Research on the fungus that ranks as one cause of dandruff -- the embarrassing nuisance that, by some accounts, afflicts half of humanity -- is pointing scientists toward a much-needed new treatment for the condition's flaking and itching.
The advance is the topic of a report in ACS' Journal of Medicinal Chemistry.
Claudiu T. Supuran and colleagues explain that dandruff involves an excessive shedding of dead skin cells from the scalp. In people without dandruff, it takes about 30 days for a crop of new skin cells to mature, die and shed. In people with dandruff, it may take only 2-7 days. Irritation by the scalp-dwelling fungus Malassezia globosa (M. globosa) is one cause of dandruff. Shampoos and other dandruff treatments contain anti-fungal agents, but the authors say new medicines are badly needed since the two existing compounds are not very effective at preventing and treating dandruff.

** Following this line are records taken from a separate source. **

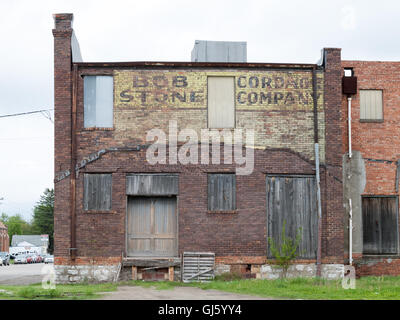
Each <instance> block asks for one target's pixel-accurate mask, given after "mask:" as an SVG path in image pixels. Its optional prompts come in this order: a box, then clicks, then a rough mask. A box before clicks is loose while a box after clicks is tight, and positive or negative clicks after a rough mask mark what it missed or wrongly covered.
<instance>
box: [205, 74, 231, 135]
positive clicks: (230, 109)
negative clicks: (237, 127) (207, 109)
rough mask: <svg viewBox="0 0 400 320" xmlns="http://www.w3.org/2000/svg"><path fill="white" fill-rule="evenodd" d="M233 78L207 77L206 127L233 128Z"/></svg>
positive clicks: (224, 77) (218, 127) (226, 77)
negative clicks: (206, 118)
mask: <svg viewBox="0 0 400 320" xmlns="http://www.w3.org/2000/svg"><path fill="white" fill-rule="evenodd" d="M234 88H235V79H234V77H208V127H209V128H213V129H224V128H234V127H235V93H234Z"/></svg>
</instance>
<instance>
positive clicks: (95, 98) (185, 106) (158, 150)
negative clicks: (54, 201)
mask: <svg viewBox="0 0 400 320" xmlns="http://www.w3.org/2000/svg"><path fill="white" fill-rule="evenodd" d="M54 19H55V29H53V35H54V73H55V74H54V82H55V83H54V85H55V218H54V219H55V225H54V242H55V252H54V255H55V267H56V271H57V277H58V278H57V279H58V281H59V282H67V281H72V282H73V281H82V280H84V279H88V280H111V279H113V278H114V277H116V276H117V274H118V273H119V266H120V265H122V267H124V266H125V267H126V266H129V268H131V266H133V267H134V268H136V269H134V270H135V272H138V273H139V274H140V276H141V277H143V278H145V277H146V273H145V272H141V269H140V268H141V267H143V266H147V267H149V265H150V266H151V263H153V264H154V265H155V266H157V265H159V263H160V261H161V262H163V261H164V262H165V261H167V262H168V263H169V264H168V265H169V266H172V267H174V266H175V267H176V270H178V269H179V265H180V256H181V254H182V253H183V252H188V251H189V252H198V251H200V252H205V251H206V252H213V253H215V262H216V270H217V271H220V272H222V271H240V272H247V273H252V274H258V275H260V274H261V275H262V274H263V272H264V273H266V272H268V270H269V269H268V267H265V265H267V264H268V263H269V262H270V261H271V260H270V259H271V253H270V252H269V250H268V242H267V239H268V237H271V238H274V239H275V240H276V241H279V239H280V237H279V234H280V230H281V228H282V224H283V223H284V222H285V223H286V226H287V230H288V233H289V234H290V235H293V236H294V235H295V234H296V231H297V230H298V228H302V229H301V230H302V240H301V249H302V250H301V256H300V257H299V259H298V260H297V263H298V264H307V265H308V267H309V268H308V269H307V270H308V271H309V272H311V274H315V273H316V272H321V273H322V275H323V276H328V274H329V275H330V276H331V275H332V274H333V276H340V274H341V272H343V264H344V239H345V236H344V210H343V192H342V190H343V187H342V143H341V142H342V133H341V129H342V127H343V125H342V123H341V116H340V115H341V108H342V104H341V102H342V101H341V97H342V96H341V74H342V64H341V56H340V49H334V48H326V49H324V50H323V57H322V58H323V59H322V60H321V61H322V62H321V63H320V64H267V63H244V62H241V63H240V62H214V63H209V62H126V63H122V62H118V63H99V62H97V63H90V62H82V61H80V54H79V51H78V46H77V42H76V39H75V37H74V35H73V30H72V25H71V24H72V14H56V15H54ZM153 129H158V131H154V130H153ZM184 129H191V130H190V131H185V130H184ZM222 129H224V130H222ZM239 129H241V130H242V133H243V141H244V143H245V146H243V147H242V146H241V147H240V151H241V153H243V155H248V156H249V157H248V158H246V159H247V160H246V163H244V164H243V162H242V163H240V166H239V167H241V168H243V167H246V166H248V167H250V168H251V170H250V172H248V174H240V173H239V170H238V162H237V161H236V160H238V159H239V158H240V157H239V156H238V155H237V154H235V156H234V158H233V160H234V161H232V159H230V157H229V156H228V153H225V151H226V150H228V151H229V149H228V146H229V142H231V143H232V139H230V137H229V134H232V135H233V136H235V134H236V133H237V132H240V130H239ZM151 130H153V131H151ZM161 131H162V132H165V140H166V149H165V150H163V149H162V146H161V144H160V145H159V148H158V149H157V151H158V153H157V152H156V153H154V154H155V155H156V156H157V157H158V156H162V155H163V154H164V151H165V155H166V159H165V161H163V160H162V159H161V158H159V159H158V160H160V161H158V162H156V163H152V162H151V161H149V158H148V152H149V151H151V150H154V144H152V143H151V142H149V140H148V139H146V136H147V135H148V134H151V133H153V134H155V133H157V132H158V134H156V135H157V137H158V140H160V138H162V134H161V133H160V132H161ZM174 131H176V134H175V133H174ZM210 131H213V132H220V133H221V132H222V133H224V134H227V136H223V140H221V143H218V144H215V143H214V144H213V145H211V143H212V141H213V140H212V139H211V138H209V137H207V138H205V140H204V139H203V141H202V143H201V144H197V143H195V144H194V146H193V144H192V145H189V144H188V143H186V141H187V137H188V136H190V135H194V134H197V136H198V137H201V136H202V134H204V133H208V132H210ZM252 134H253V136H254V143H252V142H251V139H250V140H247V138H248V137H251V136H252ZM235 137H236V136H235ZM244 137H245V138H244ZM147 138H148V136H147ZM221 139H222V138H221ZM152 141H153V139H152ZM204 141H206V143H204ZM158 142H160V141H158ZM233 142H234V145H235V146H236V145H237V144H238V140H236V139H235V140H234V141H233ZM215 145H218V146H220V151H218V156H220V160H219V161H214V159H213V157H214V155H215V154H216V153H215V152H214V149H213V147H214V146H215ZM175 146H177V150H178V155H177V156H176V155H175V154H174V152H173V151H174V147H175ZM189 147H190V148H189ZM207 147H208V148H209V149H206V151H205V152H204V153H202V151H204V150H203V149H202V148H207ZM185 148H186V149H185ZM189 149H190V152H189V153H190V156H192V155H195V152H196V151H197V152H198V153H197V155H198V157H197V158H195V157H194V158H188V157H187V156H188V154H189V153H188V150H189ZM235 150H236V149H235ZM315 150H317V152H316V151H315ZM230 154H231V155H232V152H231V153H230ZM252 154H254V157H252ZM200 155H208V156H209V159H203V158H201V161H200ZM316 155H317V157H316ZM177 158H178V160H179V161H176V160H177ZM206 158H207V157H206ZM185 159H186V160H185ZM196 159H197V160H198V161H196ZM253 159H254V160H253ZM203 160H204V161H203ZM206 160H207V161H206ZM316 160H319V166H318V167H316V163H318V161H316ZM185 161H186V162H185ZM316 169H318V170H316ZM319 181H320V182H319ZM319 186H320V188H319ZM319 212H320V214H321V217H322V218H321V219H319V218H318V216H319ZM146 261H147V262H146ZM316 265H317V266H319V267H320V268H316V267H315V266H316ZM263 266H264V267H263ZM300 269H301V268H299V270H300ZM129 270H130V269H129ZM157 270H158V271H159V272H157V273H155V276H159V273H162V271H163V269H157ZM170 270H171V269H170ZM153 271H154V270H153ZM153 275H154V274H153ZM176 275H178V273H177V272H176ZM169 276H171V275H169ZM267 276H268V275H266V277H267Z"/></svg>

In the quest for a better treatment, Supuran's group identified an enzyme in M. globosa that is essential for the fungus's growth. Tests showed that sulfonamides, a family of existing antibiotic medicines, were more effective in preventing the fungus's growth than ketoconazole, a widely used anti-fungal medicine that is an ingredient in certain dandruff treatments. As a result of the study, the scientists believe that the enzyme is a prime target for developing better anti-dandruff medicines.